Oh! esses seres, que Schopenhauer denominava animais de cabelos compridos e idéias curtas,
que formidável obra de destruição cometem! São a torrente a que ninguém pode resistir, a força
dominadora da maldade, os molochs da alegria. As gerações futuras, livres dos nossos velhos
deuses, devem, para que a harmonia as guie, levantar nas cidades um altar votivo onde os
adolescentes possam sacrificar, todas as manhãs à ira de Vênus sanguissedenta.
Mas as minhas reflexões pararam. Como tocasse um sino, pela escada da direita desceu um
cavalheiro elegante que tapava o rosto com o lenço. E logo depois, grácil e airosa, com um rico
vestido preto, caminhou pela galeria, olhando altivamente os presos, uma mulher cuja fronte
parecia a pura fronte da inocência.
O guarda curvou-se:
– O Dr. Saturnino e a esposa...
Eu vira o último crime de amor da detenção.
A Galeria Superior
A galeria superior é dividida por um tapume, com portas de espaço a espaço para o livre trânsito
dos guardas. Os presos não podem ver os cubículos fronteiros. Os olhos abrangem apenas os
muros brancos e a divisão de madeira que barra a cal das paredes. Quando a vigilância diminui,
falam de cubículo para cubículo, atiram por cima do tapume jornais, cartas, recordações.
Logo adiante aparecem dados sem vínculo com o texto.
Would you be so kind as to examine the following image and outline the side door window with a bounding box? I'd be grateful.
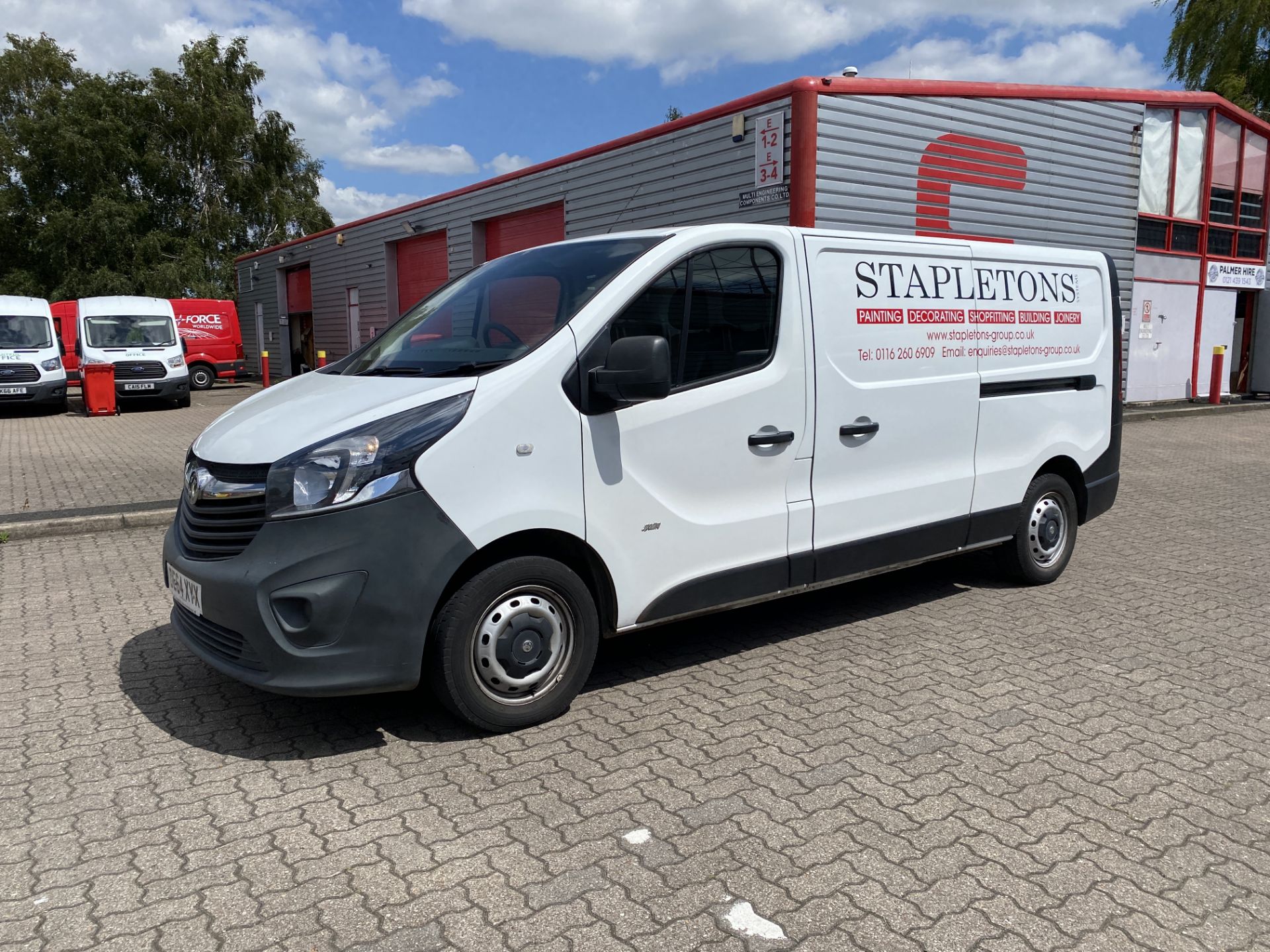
[610,246,781,389]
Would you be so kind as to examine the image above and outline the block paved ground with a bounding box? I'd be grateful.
[0,414,1270,952]
[0,383,259,523]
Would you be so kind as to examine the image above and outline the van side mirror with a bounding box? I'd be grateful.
[591,335,671,404]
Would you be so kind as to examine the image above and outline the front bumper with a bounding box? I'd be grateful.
[114,377,189,400]
[164,493,475,695]
[0,378,66,406]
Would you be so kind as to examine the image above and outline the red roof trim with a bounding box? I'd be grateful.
[233,76,1270,262]
[233,77,819,262]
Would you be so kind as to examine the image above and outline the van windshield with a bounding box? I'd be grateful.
[0,313,54,350]
[338,236,661,377]
[84,313,177,349]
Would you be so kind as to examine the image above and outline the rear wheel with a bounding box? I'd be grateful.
[189,363,216,389]
[427,556,599,731]
[1001,473,1077,585]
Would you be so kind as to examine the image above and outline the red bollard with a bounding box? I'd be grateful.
[1208,346,1226,404]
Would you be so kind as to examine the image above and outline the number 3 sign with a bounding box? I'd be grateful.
[754,110,785,188]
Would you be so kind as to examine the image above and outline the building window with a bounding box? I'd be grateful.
[1173,109,1208,219]
[344,288,362,353]
[1240,132,1266,229]
[1138,109,1173,214]
[1208,116,1244,225]
[1136,109,1266,260]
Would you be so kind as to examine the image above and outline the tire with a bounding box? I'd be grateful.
[424,556,599,733]
[189,363,216,389]
[999,473,1078,585]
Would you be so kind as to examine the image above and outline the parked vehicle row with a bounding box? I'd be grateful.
[51,297,249,389]
[164,225,1121,730]
[0,296,247,406]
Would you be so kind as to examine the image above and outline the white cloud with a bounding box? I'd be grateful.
[403,0,1154,83]
[0,0,478,174]
[485,152,533,175]
[318,175,421,223]
[864,30,1165,89]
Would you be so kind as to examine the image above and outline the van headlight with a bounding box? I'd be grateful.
[265,391,472,519]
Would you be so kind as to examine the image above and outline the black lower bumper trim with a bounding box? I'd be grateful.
[0,379,66,406]
[164,491,475,695]
[114,377,189,400]
[1085,471,1120,522]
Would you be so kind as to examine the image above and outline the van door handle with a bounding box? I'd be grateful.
[838,422,881,436]
[749,430,794,447]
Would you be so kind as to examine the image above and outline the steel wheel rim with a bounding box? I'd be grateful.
[1027,493,1070,569]
[471,585,574,707]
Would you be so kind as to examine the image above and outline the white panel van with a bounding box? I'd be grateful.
[0,294,66,409]
[164,225,1120,730]
[75,297,189,406]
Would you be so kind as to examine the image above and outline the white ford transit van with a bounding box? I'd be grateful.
[0,294,66,409]
[75,297,189,406]
[164,225,1120,730]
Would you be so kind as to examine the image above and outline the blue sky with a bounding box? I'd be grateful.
[0,0,1172,221]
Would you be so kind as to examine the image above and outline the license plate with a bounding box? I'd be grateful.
[167,565,203,614]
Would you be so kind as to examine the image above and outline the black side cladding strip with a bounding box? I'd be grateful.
[979,373,1099,400]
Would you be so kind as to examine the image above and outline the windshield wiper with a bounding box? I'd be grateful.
[356,367,424,377]
[428,360,507,377]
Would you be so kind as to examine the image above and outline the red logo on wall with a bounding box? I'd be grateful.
[917,132,1027,245]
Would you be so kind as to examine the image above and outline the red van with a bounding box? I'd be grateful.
[171,297,247,389]
[48,301,80,387]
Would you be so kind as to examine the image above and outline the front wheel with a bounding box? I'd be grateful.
[189,363,216,389]
[427,556,599,731]
[1001,473,1077,585]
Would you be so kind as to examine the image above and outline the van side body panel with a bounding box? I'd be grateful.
[575,225,812,628]
[414,327,587,549]
[805,232,979,581]
[171,297,246,382]
[974,244,1119,512]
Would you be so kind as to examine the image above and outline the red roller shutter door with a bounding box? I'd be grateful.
[398,231,450,313]
[485,202,564,262]
[287,264,314,313]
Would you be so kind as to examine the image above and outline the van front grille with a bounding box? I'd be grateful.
[0,363,40,387]
[114,360,167,379]
[177,493,264,561]
[171,604,267,672]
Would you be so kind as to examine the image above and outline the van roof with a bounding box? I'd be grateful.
[0,294,51,317]
[555,222,1103,269]
[79,294,173,317]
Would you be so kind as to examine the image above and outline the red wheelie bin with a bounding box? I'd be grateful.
[80,363,119,416]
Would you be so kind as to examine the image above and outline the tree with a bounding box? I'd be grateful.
[0,36,331,298]
[1156,0,1270,118]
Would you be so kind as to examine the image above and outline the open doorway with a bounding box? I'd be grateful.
[287,311,318,377]
[1230,291,1260,393]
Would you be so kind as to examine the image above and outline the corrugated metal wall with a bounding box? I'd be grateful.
[239,99,790,376]
[816,95,1143,383]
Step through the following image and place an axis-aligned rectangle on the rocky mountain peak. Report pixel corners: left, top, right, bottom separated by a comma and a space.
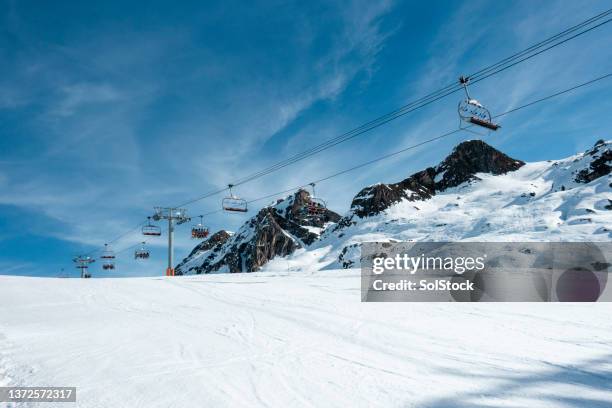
177, 190, 340, 273
340, 140, 525, 218
575, 139, 612, 183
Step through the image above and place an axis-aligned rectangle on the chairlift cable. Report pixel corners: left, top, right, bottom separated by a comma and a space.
172, 9, 612, 207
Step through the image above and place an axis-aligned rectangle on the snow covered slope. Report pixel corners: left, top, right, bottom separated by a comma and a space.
176, 190, 340, 275
264, 141, 612, 271
0, 270, 612, 408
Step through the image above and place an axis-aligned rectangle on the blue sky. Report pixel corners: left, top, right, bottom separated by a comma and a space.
0, 0, 612, 276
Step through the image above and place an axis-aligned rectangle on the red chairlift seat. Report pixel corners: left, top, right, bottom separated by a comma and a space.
221, 184, 249, 213
142, 217, 161, 237
191, 215, 208, 239
134, 242, 151, 259
470, 116, 501, 131
457, 76, 501, 131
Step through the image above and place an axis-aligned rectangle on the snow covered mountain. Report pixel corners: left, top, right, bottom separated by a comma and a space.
179, 140, 612, 273
176, 190, 340, 275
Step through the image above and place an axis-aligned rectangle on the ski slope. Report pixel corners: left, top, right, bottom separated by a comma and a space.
0, 270, 612, 408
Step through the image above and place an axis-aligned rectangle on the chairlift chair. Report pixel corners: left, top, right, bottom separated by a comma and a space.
457, 76, 501, 131
100, 244, 115, 259
221, 184, 249, 212
191, 215, 208, 239
134, 242, 151, 259
142, 217, 161, 237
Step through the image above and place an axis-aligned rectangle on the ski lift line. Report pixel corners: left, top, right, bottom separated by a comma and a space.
81, 9, 612, 264
234, 19, 612, 185
103, 73, 612, 264
84, 222, 145, 256
206, 73, 612, 215
225, 9, 612, 185
172, 9, 612, 207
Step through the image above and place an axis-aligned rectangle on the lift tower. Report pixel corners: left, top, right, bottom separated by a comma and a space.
153, 207, 191, 276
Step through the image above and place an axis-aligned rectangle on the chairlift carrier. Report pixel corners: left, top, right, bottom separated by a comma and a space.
221, 184, 249, 213
457, 76, 501, 131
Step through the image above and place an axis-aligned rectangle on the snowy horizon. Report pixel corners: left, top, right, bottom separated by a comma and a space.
0, 0, 612, 277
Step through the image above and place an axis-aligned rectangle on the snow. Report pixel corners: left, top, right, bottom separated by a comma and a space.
0, 270, 612, 408
278, 146, 612, 271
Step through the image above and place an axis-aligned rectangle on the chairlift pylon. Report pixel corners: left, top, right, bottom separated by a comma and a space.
134, 242, 151, 259
142, 217, 161, 237
221, 184, 249, 212
457, 76, 501, 131
191, 215, 208, 239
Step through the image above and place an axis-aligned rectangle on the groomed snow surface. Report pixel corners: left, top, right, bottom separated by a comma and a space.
0, 270, 612, 408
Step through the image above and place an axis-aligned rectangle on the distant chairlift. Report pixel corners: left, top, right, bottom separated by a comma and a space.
457, 76, 501, 131
191, 215, 208, 239
134, 242, 151, 259
100, 244, 115, 271
221, 184, 249, 212
303, 183, 327, 219
142, 217, 161, 237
Estão atualmente na galeria duzentos e trinta e oito detentos. A aglomeração torna-os hostis. Há
confabulações de ódio, murmúrios de raiva, risos que cortam como navalhas. Com o sentido
auditivo educadíssimo, basta que se dirija a palavra baixo a alguém do primeiro cubículo para que
o saibam no último. E então surgem todos, agarram-se às grades, com o olhar escarninho dos
bandidos e a curiosidade má que lhes decompõe a cara.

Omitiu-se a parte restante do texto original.